Patients on ABA experienced more autoimmune adverse effects (AEs), but fewer infections, including opportunistic infections, and fewer discontinued treatment due to AEs.

•   Reaching remission costs more than $60,000, and staying there costs roughly $350 a day,  according to cost-efficacy comparisons carried out on data from AMPLE.  Evidently ABA achieves the same results for roughly 10% less expense The researchers analyzed cost per patient over one year, based on approved net costs in US dollars or in euros in Germany, using a reduction in of >0.3 units in the HAQ-DI score or improvements in activity limitation (time over the previous 30 days when the patient was limited in performing work or non-work activities) as measures of effectiveness. The cost of achieving remission is $63,232 for ABA and $67,947 (7% more) for ADA. Every day without activity limitation costs $323 for a patient taking ABA and $380 per day on ADA (15% more).
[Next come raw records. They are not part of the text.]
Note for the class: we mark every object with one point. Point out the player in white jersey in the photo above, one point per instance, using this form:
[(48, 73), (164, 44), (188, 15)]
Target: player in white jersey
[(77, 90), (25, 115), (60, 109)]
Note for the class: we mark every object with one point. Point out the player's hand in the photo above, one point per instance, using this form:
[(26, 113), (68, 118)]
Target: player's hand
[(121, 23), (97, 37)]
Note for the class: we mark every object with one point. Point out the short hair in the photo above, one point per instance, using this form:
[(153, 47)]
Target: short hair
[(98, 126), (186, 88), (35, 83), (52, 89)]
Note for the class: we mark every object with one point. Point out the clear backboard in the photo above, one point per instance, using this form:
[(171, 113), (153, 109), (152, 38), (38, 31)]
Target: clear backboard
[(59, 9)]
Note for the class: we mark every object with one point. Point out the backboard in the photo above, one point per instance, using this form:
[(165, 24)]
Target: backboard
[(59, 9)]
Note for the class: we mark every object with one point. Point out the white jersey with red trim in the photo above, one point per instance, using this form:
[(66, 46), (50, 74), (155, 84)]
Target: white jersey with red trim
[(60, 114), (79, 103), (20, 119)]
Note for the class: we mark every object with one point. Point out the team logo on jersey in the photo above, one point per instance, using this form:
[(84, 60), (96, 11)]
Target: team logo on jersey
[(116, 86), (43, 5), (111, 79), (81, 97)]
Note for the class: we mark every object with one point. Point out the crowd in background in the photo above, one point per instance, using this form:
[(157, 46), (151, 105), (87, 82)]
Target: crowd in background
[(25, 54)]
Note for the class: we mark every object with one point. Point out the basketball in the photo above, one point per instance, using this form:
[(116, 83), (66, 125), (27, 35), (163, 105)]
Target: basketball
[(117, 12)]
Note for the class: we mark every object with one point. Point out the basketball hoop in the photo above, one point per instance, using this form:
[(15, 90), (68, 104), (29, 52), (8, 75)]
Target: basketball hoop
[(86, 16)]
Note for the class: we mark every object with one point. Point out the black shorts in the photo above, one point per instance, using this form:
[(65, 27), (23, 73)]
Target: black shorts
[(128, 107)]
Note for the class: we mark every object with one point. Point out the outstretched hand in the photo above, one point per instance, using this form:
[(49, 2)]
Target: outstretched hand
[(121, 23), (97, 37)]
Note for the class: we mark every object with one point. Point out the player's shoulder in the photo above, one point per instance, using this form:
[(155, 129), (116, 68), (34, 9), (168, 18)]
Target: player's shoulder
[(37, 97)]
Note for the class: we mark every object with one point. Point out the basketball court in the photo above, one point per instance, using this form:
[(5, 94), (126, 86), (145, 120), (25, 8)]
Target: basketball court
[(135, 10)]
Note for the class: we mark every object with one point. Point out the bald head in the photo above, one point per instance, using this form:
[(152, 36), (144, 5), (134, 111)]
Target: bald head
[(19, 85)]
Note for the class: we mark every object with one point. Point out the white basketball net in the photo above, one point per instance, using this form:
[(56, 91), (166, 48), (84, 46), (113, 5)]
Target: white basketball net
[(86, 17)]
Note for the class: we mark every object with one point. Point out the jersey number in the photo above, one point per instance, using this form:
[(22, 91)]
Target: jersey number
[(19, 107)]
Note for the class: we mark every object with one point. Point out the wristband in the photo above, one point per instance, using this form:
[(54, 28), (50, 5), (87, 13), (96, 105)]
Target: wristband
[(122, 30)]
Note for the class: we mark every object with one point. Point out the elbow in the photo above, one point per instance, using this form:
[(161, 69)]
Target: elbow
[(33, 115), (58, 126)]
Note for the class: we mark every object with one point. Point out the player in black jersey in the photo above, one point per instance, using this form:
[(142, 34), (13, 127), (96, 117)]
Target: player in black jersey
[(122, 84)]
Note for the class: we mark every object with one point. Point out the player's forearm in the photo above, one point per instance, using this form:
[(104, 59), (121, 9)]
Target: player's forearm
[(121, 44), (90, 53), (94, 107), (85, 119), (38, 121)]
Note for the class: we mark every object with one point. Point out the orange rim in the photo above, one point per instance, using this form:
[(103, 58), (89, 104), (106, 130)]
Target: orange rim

•   ADA and ABA are equally effective in improving quality of life in RA, although more patients improve quickly with abatacept. Patient-reported outcomes for work productivity, physical activity, and independence from year one of AMPLE were identical after 365 days, although patients taking ABA had shown greater improvements in work and physical activity at about the half-year point (169 days).  Scores for independence, both psychosocial and physical, were nearly identical.

•    One-year data on physical function and radiographic outcomes from AMPLE show that patients who achieve early remission continue well throughout the year. Across all definitions of remission or disease activity (DAS28, RAPID3, CDAI, and SDAI), more than 60% of patients who achieved remission at day 85 and day 169 showed good HAQ (quality of life) scores by the end of the first year. More than 80% of patients who achieved remission or low disease activity at day 85 and day 169 were radiographic non-progressors (with a change in mTSS < 2.8) at day 365. These improvements in physical function and radiographic outcomes were “consistent” between the 2 groups.

•    An IV loading dose probably isn't necessary for patients taking subcutaneous abatacept, according to analysis of data from AMPLE and from the multicenter ACQUIRE study. Patients participating in ACQUIRE (results published in 2011 in Arthritis and Rheumatism) took the same weekly dose of ABA used in the AMPLE trial, but began with a 10 mg/kg IV loading dose. The analysis

reported at EULAR this year compared data for 318 patients from the intent-to-treat population in AMPLE with those for 736 patients in ACQUIRE. The mean initial disease duration at baseline was far different (1.8 years for AMPLE versus 7.6 years for ACQUIRE), but initial disease states were similar (DAS28 6.2 for AMPLE versus 5.5 for ACQUIRE, and HAQ-DI 1.72 for AMPLE versus 1.5 for ACQUIRE.) Efficacy results for subcutaneous treatment were similar with and without the loading dose (see chart at left).

•    RA patients caught early now can expect much better results with today's biologics than those who began TNF-alpha inhibitor treatment later in the disease. This gratifying but perhaps predictable result comes from a post-hoc cross-trial comparison of AMPLE data and results from the ATTEST study, which matched IV ABA against infliximab.

Patients in both ATTEST and AMPLE had active RA and were inadequate responders to methotrexate, but those in the earlier ATTEST trial were farther along, with disease durations about 7 years for both treatment arms (as against less than 2 years for both treatment arms in AMPLE), when they began intravenous treatment with either ABA or infliximab.

Note these conclusions from the data shown at right:  Far more AMPLE patients achieved remission after one year. Patients taking infliximab had more discontinuations due to AEs, as did those on adalimumab in the AMPLE trial, and those receiving infliximab had more serious infections.